Before you file this under "nonsense", read it through a few more times. Read the whole piece (it won't take you long, so what've you got to lose?). After a few readings, you should begin to feel the words push against their meanings, evoking and suggesting alternate versions of themselves. Hold onto what you imagine. Let your mind roam through the sentences and between the paragraphs. For this story to work, it seems to me the reader must hold multiple copies in mind at once: there's the literal meaning of the words, which renders up only a bit of sense at best, and then there's the meanings which result from slippage, from displacement and resonance, from misreading. Imagine a text translated into German, the German into Russian, the Russian into Japanese, the Japanese into Swahili, and the Swahili back to English and it will all begin to make sense.

(Actually, forget Stein and Zappa. The story/poem/thing reads more like the better writings of Charles Bernstein.)

"What is the value of this?!" I hear you cry. "No matter which direction you cut the bread, this potato is nonsense! I just wasted five minutes reading it over and over again! Are you mocking me?!"

If after three readings you don't find "The Redundant Order of the Night" amusing, there's little hope you ever will, and you should move on to other things without feeling any guilt.

However, it seems to me that this is a piece of writing which deserves attention because of what it manages to do with language. Here is prose which, through the author's great care with diction and syntax, blossoms in the mind, so long as the mind is open to suggestion. This is not literature of ideas, but rather literature of hypnosis: as with the best surrealist writing, it sends reconnaissance teams into the reader's subconscious and plants some bombs. The words activate imagery we have stored from other stories, movies, advertisements, comic books; shadow-characters float in the periphery of our mind's vision, suggesting people we have met in life and literature; entire galactic empires and future histories construct and deconstruct just beyond our reach.
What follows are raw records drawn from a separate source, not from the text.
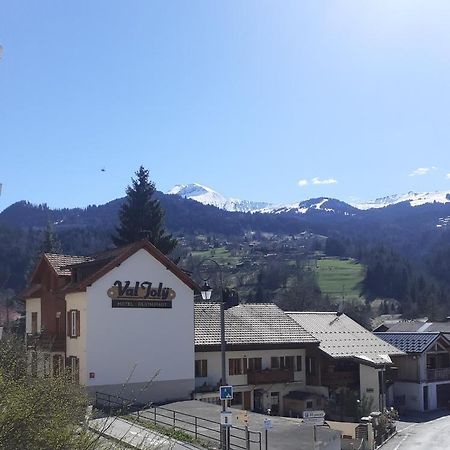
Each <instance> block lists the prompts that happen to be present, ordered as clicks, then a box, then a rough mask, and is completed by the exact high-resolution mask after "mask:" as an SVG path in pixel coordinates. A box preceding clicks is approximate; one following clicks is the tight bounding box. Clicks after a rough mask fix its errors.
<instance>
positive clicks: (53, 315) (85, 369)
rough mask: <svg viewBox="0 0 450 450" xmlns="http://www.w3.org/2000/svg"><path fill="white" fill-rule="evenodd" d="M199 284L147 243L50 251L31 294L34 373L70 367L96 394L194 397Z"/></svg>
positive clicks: (26, 304)
mask: <svg viewBox="0 0 450 450" xmlns="http://www.w3.org/2000/svg"><path fill="white" fill-rule="evenodd" d="M196 289H197V286H196V284H195V283H194V282H193V281H192V280H191V279H190V278H189V277H188V276H187V275H186V274H185V273H184V272H183V271H181V270H180V269H179V268H178V267H177V266H176V265H175V264H174V263H173V262H172V261H170V260H169V259H168V258H167V257H166V256H164V255H163V254H162V253H161V252H160V251H159V250H157V249H156V247H154V246H153V245H152V244H150V243H149V242H147V241H141V242H137V243H135V244H131V245H128V246H126V247H122V248H118V249H114V250H111V251H108V252H104V253H101V254H97V255H93V256H90V257H84V256H70V255H58V254H44V255H43V256H42V258H41V259H40V261H39V263H38V264H37V267H36V269H35V271H34V273H33V274H32V276H31V279H30V282H29V285H28V287H27V289H26V291H25V292H24V294H23V297H24V298H25V300H26V333H27V347H28V350H29V352H30V353H29V354H30V363H31V364H30V365H31V371H32V373H34V374H36V375H38V374H42V375H44V376H50V375H51V374H57V373H59V372H60V371H61V370H62V369H63V368H69V369H70V371H71V373H72V377H73V380H74V381H76V382H79V383H80V384H82V385H85V386H87V387H89V388H90V390H91V391H94V392H104V393H109V394H118V395H121V396H123V397H125V398H129V399H137V400H139V401H164V400H174V399H183V398H189V397H190V394H191V392H192V391H193V389H194V327H193V323H194V290H196Z"/></svg>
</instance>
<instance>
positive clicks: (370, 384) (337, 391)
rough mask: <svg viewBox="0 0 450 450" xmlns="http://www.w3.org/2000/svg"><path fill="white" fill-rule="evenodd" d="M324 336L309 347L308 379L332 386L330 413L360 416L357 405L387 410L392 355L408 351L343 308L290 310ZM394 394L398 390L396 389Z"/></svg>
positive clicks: (296, 321) (347, 416) (391, 364)
mask: <svg viewBox="0 0 450 450" xmlns="http://www.w3.org/2000/svg"><path fill="white" fill-rule="evenodd" d="M286 314H288V315H289V316H290V317H291V318H292V319H293V320H294V321H295V322H297V323H298V324H299V325H300V326H302V327H303V328H304V329H305V330H306V331H307V332H308V333H310V334H311V335H313V336H314V337H315V338H316V339H317V340H319V341H320V345H319V346H318V347H316V348H313V347H311V348H309V349H308V350H307V352H306V365H307V372H306V384H308V385H310V386H323V387H325V388H326V389H327V391H328V392H327V393H328V395H329V399H330V401H329V403H328V406H327V413H328V415H329V417H332V418H335V419H338V420H344V419H348V420H350V419H354V418H355V415H354V414H355V412H356V407H357V405H361V407H363V409H366V408H368V409H370V410H372V411H374V410H381V409H383V407H385V406H388V405H389V398H390V395H389V393H390V391H392V376H393V373H394V372H393V370H392V367H393V366H394V364H393V361H392V359H391V357H393V356H396V355H404V353H403V351H402V350H399V349H398V348H396V347H394V346H392V345H390V344H389V343H387V342H385V341H383V340H382V339H380V338H379V337H377V336H375V335H374V334H373V333H371V332H370V331H368V330H366V329H365V328H364V327H362V326H361V325H359V324H358V323H357V322H355V321H354V320H352V319H351V318H350V317H348V316H346V315H345V314H341V313H338V312H288V313H286ZM391 397H392V395H391Z"/></svg>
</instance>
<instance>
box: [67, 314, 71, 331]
mask: <svg viewBox="0 0 450 450" xmlns="http://www.w3.org/2000/svg"><path fill="white" fill-rule="evenodd" d="M71 330H72V310H70V311H67V336H69V337H70V336H71Z"/></svg>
Welcome to the story as Rorschach test, shadow box, and alien artifact. The minimalism of overdetermination. Memory as funhouse mirror. Language which exists for itself, in itself, of itself -- and yet at the same time communicates. The suggestions the words and sentences send are slightly different each time, variations on a theme contained within itself. The brain baffles itself.
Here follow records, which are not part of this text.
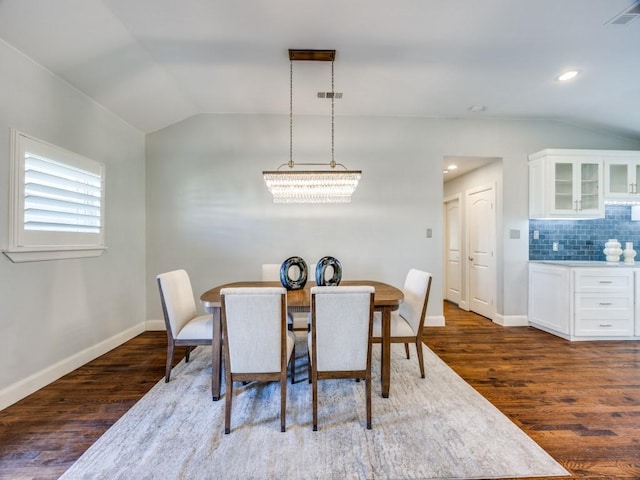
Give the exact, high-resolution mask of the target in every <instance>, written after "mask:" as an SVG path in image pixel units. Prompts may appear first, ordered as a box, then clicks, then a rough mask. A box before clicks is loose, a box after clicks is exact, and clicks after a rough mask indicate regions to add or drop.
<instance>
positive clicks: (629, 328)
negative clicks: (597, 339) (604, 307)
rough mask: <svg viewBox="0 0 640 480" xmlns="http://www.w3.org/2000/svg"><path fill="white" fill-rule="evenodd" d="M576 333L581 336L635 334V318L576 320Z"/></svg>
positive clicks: (602, 336)
mask: <svg viewBox="0 0 640 480" xmlns="http://www.w3.org/2000/svg"><path fill="white" fill-rule="evenodd" d="M575 335H576V336H578V337H580V336H582V337H623V336H631V335H633V319H628V320H625V321H621V320H609V319H600V320H597V319H589V320H585V319H582V320H580V321H579V322H576V331H575Z"/></svg>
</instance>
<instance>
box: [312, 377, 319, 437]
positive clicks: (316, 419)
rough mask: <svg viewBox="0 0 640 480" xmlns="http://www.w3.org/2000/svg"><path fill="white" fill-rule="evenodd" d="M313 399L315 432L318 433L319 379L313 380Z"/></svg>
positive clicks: (312, 409) (314, 431) (312, 390)
mask: <svg viewBox="0 0 640 480" xmlns="http://www.w3.org/2000/svg"><path fill="white" fill-rule="evenodd" d="M311 384H312V385H311V397H312V399H313V400H312V403H313V407H312V410H313V431H314V432H317V431H318V379H317V378H315V379H313V378H312V379H311Z"/></svg>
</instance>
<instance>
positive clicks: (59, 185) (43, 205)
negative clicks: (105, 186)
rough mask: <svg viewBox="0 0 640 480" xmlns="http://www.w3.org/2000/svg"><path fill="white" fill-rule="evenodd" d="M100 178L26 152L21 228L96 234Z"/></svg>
mask: <svg viewBox="0 0 640 480" xmlns="http://www.w3.org/2000/svg"><path fill="white" fill-rule="evenodd" d="M101 205H102V177H101V174H100V172H90V171H86V170H81V169H79V168H75V167H73V166H70V165H65V164H62V163H60V162H56V161H54V160H51V159H48V158H44V157H42V156H39V155H36V154H33V153H30V152H26V154H25V166H24V229H25V230H39V231H52V232H81V233H100V230H101V228H102V219H101Z"/></svg>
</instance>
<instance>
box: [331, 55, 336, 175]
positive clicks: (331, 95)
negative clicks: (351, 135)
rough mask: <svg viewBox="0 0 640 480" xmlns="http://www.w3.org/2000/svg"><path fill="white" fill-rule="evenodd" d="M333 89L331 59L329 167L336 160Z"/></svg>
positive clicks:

This is writing that doesn't merely "represent" reality, but which constructs its own reality and lets us glimpse it, be affected by it, see/feel/touch it.
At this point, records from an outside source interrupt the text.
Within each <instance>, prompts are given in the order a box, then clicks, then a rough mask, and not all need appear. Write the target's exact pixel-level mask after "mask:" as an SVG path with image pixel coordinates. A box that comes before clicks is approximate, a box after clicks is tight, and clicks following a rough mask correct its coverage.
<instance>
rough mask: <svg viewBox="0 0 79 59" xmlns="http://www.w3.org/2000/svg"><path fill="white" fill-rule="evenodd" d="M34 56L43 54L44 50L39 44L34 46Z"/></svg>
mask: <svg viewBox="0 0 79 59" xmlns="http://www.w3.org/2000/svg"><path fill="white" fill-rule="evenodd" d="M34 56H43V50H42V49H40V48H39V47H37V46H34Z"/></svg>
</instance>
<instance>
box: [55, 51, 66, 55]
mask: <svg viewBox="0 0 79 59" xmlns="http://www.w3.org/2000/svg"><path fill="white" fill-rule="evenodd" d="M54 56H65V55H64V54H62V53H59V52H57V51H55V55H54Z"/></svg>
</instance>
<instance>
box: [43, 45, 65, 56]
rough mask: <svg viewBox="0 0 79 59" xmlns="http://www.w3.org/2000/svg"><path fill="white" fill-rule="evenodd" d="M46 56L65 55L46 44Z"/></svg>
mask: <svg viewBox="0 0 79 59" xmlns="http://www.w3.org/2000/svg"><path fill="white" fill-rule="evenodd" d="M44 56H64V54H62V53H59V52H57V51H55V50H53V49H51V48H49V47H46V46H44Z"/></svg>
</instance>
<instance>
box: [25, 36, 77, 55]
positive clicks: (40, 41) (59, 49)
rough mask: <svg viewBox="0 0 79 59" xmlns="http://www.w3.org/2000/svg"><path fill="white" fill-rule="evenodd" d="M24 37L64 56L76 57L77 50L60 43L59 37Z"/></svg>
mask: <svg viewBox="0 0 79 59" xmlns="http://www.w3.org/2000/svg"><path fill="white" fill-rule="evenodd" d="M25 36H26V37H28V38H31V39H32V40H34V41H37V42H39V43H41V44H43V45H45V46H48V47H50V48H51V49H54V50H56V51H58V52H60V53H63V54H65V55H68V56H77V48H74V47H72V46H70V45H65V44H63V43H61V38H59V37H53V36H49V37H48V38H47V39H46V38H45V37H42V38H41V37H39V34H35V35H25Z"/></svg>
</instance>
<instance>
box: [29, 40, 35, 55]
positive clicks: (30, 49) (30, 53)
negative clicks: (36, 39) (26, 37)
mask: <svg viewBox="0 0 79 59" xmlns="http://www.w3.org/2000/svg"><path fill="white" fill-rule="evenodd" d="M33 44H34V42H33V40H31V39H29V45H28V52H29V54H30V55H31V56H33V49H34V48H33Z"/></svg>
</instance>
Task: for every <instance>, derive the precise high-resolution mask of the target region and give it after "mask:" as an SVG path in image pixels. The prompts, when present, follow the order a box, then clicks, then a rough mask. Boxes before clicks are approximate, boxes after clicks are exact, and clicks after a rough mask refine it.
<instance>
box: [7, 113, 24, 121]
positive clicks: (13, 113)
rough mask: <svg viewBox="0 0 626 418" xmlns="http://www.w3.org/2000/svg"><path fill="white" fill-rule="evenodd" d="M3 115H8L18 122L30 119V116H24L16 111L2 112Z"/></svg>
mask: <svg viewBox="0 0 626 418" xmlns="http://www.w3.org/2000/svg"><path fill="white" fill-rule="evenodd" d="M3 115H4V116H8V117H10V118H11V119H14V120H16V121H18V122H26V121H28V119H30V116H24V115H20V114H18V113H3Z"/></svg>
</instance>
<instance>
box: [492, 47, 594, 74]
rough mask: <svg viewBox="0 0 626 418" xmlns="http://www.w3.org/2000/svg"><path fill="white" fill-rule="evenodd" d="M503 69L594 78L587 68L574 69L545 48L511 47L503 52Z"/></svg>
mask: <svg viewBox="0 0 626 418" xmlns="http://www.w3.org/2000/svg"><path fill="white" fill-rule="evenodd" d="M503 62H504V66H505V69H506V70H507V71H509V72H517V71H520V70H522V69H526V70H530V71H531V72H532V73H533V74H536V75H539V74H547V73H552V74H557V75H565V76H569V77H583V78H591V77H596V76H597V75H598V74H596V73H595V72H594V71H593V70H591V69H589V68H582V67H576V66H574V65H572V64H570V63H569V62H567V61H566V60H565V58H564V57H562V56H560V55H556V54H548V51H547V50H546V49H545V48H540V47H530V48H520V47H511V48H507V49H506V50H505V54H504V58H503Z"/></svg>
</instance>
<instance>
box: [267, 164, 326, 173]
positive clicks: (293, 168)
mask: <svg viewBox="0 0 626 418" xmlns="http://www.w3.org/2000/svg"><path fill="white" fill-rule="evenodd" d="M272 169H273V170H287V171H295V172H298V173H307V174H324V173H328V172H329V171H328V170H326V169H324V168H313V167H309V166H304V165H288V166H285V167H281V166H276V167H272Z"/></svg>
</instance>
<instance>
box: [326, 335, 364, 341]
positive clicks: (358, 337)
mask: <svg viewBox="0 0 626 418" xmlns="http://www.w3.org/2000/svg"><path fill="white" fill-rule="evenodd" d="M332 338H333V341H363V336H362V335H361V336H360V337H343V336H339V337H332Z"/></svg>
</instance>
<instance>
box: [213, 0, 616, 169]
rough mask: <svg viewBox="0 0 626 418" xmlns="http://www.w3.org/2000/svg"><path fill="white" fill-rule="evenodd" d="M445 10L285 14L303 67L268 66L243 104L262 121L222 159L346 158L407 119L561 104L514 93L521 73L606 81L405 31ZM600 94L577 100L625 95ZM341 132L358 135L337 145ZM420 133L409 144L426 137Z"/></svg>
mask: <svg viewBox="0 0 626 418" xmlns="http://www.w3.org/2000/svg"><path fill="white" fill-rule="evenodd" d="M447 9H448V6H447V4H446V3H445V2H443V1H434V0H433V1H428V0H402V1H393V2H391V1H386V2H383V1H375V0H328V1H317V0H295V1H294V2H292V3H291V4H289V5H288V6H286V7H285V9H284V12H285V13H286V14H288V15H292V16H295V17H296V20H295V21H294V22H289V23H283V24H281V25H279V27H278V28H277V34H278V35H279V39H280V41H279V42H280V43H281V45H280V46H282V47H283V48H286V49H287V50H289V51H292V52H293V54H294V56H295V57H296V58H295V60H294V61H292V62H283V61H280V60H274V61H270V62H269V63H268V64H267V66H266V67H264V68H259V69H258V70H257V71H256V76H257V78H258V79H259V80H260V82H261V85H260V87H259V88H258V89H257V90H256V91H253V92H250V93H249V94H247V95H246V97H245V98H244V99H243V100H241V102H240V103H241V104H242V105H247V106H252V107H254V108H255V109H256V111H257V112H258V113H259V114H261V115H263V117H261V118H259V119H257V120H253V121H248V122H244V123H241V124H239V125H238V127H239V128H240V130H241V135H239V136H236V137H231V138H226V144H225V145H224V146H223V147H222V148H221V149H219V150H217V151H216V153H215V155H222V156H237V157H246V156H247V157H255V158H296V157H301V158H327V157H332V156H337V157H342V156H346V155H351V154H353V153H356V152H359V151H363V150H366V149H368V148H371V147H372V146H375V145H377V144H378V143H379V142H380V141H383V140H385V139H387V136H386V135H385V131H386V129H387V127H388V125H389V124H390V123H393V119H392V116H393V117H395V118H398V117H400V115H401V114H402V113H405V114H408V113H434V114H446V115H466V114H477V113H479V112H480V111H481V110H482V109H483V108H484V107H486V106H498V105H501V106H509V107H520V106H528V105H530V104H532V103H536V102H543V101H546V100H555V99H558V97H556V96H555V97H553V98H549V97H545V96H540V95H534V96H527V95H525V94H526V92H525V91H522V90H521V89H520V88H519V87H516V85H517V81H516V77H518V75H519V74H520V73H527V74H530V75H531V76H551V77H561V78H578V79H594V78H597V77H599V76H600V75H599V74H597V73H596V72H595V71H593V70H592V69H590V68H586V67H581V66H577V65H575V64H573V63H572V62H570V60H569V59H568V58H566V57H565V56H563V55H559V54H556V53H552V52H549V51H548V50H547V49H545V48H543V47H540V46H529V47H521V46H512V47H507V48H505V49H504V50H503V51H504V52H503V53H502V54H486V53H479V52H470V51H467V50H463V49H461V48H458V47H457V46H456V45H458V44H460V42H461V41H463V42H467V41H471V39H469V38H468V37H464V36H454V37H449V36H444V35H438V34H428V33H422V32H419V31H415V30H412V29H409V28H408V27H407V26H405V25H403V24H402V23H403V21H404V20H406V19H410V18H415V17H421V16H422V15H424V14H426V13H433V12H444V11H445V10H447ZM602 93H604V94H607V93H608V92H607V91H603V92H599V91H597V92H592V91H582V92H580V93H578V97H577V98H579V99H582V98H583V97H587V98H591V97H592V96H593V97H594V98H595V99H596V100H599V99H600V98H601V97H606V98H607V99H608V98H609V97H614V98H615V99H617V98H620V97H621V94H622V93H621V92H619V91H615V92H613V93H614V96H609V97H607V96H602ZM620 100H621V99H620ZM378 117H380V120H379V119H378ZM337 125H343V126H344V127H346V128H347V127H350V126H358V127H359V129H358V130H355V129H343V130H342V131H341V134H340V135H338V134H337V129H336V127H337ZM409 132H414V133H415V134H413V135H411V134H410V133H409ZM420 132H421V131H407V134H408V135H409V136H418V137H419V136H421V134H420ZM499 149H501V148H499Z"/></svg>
Science fiction and fantasy are not the only styles of writing capable of accomplishing such feats, but they may be the only styles of writing capable of making such feats expansive ones, because the best speculative fiction aims to create its own world with each new story. Unfortunately, too much SF has tried to do this within the narrow form of Victorian fiction, and until more writers like Jay Lake start showing us other possibilities, we will keep repeating the same stories over and over, changing nothing other than the technology. It's not the technology in the stories that needs changing, but rather the technology of the storytelling.

Update: Jayme Lynn Blaschke, who accepted this story and published it at Revolution SF, makes a good point: Editors deserve credit for buying works such as this one and helping to make them available to readers. It's always nice to find editors who are willing to take a chance on something which might not appeal to a broad audience. If you want to know how rare such editors are, read Jeff VanderMeer's "City of Saints and Madmen: The Untold Story, Part 1", which gives us a valuable blow-by-blow account of the obstacles that acclaimed book faced on the way to publication. (Thanks to Rick Kleffel for publishing the article.)